1. Con gran gozo os recibo hoy al terminar vuestra visita “ad limina”. Peregrinando a las tumbas de los Bienaventurados apóstoles Pedro y Pablo y manteniendo los encuentros conmigo y con mis colaboradores en los diversos Dicasterios de la Curia Romana, habéis manifestado vuestra comunión con el Sucesor de Pedro. Con vosotros, los sacerdotes, religiosos y fieles del Paraguay estrechan sus vínculos con la Iglesia de Roma, y se vive aquella unidad afectiva y efectiva que quiso Jesucristo para su Iglesia.

Quiero agradecer, en primer lugar, las amables palabras que Monseñor Páez Garcete, Presidente de la Conferencia Episcopal, me ha dirigido, haciéndose intérprete de los sentimientos de todos.
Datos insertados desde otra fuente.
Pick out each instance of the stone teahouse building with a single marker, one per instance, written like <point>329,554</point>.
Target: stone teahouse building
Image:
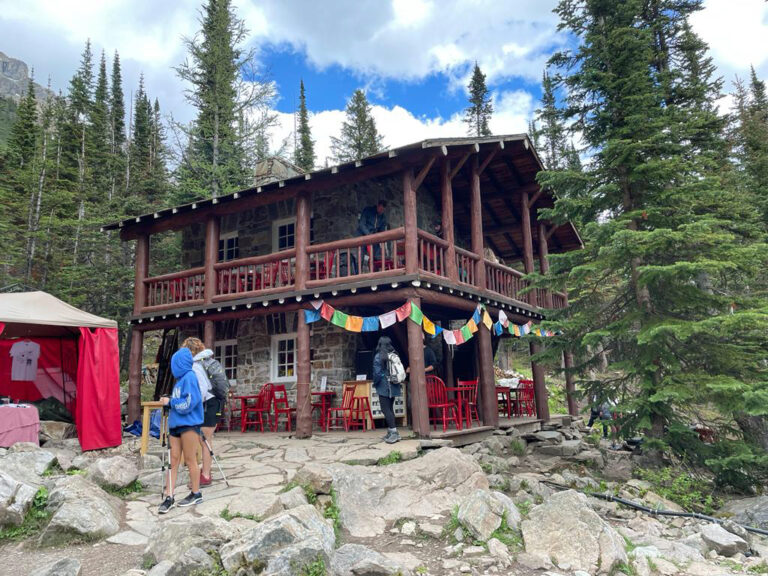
<point>253,260</point>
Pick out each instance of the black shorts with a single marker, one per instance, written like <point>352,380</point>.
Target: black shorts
<point>212,409</point>
<point>179,430</point>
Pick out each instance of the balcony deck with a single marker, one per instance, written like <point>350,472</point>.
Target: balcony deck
<point>342,264</point>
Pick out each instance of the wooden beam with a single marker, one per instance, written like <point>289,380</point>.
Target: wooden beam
<point>423,173</point>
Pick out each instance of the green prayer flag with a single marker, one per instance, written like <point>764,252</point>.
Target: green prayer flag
<point>339,319</point>
<point>416,314</point>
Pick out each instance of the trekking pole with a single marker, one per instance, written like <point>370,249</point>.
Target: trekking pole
<point>210,450</point>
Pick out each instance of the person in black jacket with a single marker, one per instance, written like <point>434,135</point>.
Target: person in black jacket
<point>385,388</point>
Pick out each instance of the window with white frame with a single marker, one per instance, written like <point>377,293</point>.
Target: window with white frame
<point>284,358</point>
<point>225,352</point>
<point>229,246</point>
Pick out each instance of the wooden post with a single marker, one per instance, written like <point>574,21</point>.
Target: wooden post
<point>303,365</point>
<point>141,272</point>
<point>544,261</point>
<point>134,375</point>
<point>539,385</point>
<point>410,223</point>
<point>211,256</point>
<point>418,383</point>
<point>476,211</point>
<point>447,220</point>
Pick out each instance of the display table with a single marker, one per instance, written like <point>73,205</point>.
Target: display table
<point>18,423</point>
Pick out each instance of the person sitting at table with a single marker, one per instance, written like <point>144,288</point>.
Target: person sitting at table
<point>385,387</point>
<point>373,219</point>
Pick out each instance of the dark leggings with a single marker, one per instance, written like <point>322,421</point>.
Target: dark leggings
<point>388,407</point>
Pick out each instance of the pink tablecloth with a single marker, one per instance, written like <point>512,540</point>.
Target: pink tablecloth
<point>18,424</point>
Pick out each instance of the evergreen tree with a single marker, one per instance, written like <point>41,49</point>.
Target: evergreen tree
<point>669,250</point>
<point>304,155</point>
<point>478,113</point>
<point>213,70</point>
<point>359,137</point>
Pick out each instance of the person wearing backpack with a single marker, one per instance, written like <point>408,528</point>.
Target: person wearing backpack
<point>388,378</point>
<point>214,388</point>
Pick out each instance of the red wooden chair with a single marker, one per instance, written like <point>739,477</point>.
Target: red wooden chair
<point>253,414</point>
<point>473,413</point>
<point>527,404</point>
<point>343,414</point>
<point>281,407</point>
<point>437,399</point>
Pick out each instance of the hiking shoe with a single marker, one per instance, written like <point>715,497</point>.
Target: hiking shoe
<point>392,438</point>
<point>166,506</point>
<point>191,500</point>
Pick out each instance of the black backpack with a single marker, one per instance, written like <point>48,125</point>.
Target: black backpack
<point>218,378</point>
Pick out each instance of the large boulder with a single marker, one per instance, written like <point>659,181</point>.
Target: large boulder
<point>172,538</point>
<point>279,545</point>
<point>15,499</point>
<point>370,498</point>
<point>565,531</point>
<point>482,511</point>
<point>748,511</point>
<point>116,472</point>
<point>81,510</point>
<point>358,560</point>
<point>62,567</point>
<point>27,466</point>
<point>722,541</point>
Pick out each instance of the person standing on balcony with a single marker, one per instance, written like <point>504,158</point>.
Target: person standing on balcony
<point>373,219</point>
<point>388,375</point>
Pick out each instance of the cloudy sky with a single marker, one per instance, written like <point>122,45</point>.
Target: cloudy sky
<point>412,56</point>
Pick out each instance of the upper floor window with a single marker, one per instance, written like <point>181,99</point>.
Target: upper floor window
<point>229,247</point>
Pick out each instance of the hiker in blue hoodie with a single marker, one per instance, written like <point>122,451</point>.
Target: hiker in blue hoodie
<point>184,420</point>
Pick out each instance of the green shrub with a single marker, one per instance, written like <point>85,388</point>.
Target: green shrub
<point>675,484</point>
<point>35,520</point>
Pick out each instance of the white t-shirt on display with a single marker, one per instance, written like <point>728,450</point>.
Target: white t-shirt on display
<point>25,354</point>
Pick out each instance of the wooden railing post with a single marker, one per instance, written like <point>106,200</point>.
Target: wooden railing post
<point>446,190</point>
<point>303,366</point>
<point>539,385</point>
<point>410,223</point>
<point>141,272</point>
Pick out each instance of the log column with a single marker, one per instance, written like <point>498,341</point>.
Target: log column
<point>446,191</point>
<point>211,257</point>
<point>303,365</point>
<point>487,386</point>
<point>141,271</point>
<point>418,384</point>
<point>539,384</point>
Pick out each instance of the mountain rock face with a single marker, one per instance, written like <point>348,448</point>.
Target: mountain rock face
<point>14,75</point>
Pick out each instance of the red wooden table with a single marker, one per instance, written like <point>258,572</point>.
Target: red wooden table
<point>463,396</point>
<point>324,403</point>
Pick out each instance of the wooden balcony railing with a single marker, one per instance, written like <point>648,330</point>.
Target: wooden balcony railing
<point>432,251</point>
<point>361,257</point>
<point>504,280</point>
<point>376,255</point>
<point>171,290</point>
<point>258,274</point>
<point>465,264</point>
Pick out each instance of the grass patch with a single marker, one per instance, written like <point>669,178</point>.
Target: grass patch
<point>308,492</point>
<point>35,520</point>
<point>392,458</point>
<point>123,493</point>
<point>316,568</point>
<point>227,515</point>
<point>333,512</point>
<point>675,484</point>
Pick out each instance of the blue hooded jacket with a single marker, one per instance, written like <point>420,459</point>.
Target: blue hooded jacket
<point>186,402</point>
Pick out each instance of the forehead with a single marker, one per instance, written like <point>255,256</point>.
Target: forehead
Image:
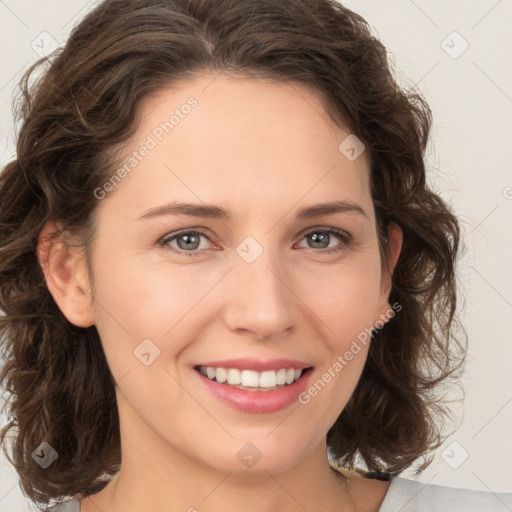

Ellas son expresión de vuestro sincero deseo de llevar adelante la misión que habéis recibido de ser, en cada una de vuestras Iglesias, maestros, sacerdotes y guías autorizados del pueblo de Dios.

2. He constatado con satisfacción la profunda unión que existe entre vosotros. Vuestra unidad no responde sólo a las características personales de cada uno sino que es exigencia misma de la misión pastoral, la cual está destinada a “ impulsar y defender la unidad de la fe y la disciplina común de toda la Iglesia ” (Lumen gentium LG 23). Así, afianzando esa cohesión en el seno de vuestra Conferencia Episcopal, aunando esfuerzos y coordinando las iniciativas se conseguirá irradiar con nitidez la imagen del misterio de la Iglesia, que es comunión. Y de esa unidad brotarán abundantes frutos de evangelización, de la cual sois los primeros impulsores para “hacer que la verdad sobre Cristo, la Iglesia y el hombre penetre más profundamente en todos los estratos de la sociedad en búsqueda de su progresiva transformación” (IV Asamblea general del episcopado latinoamericano, Nuntius, 3).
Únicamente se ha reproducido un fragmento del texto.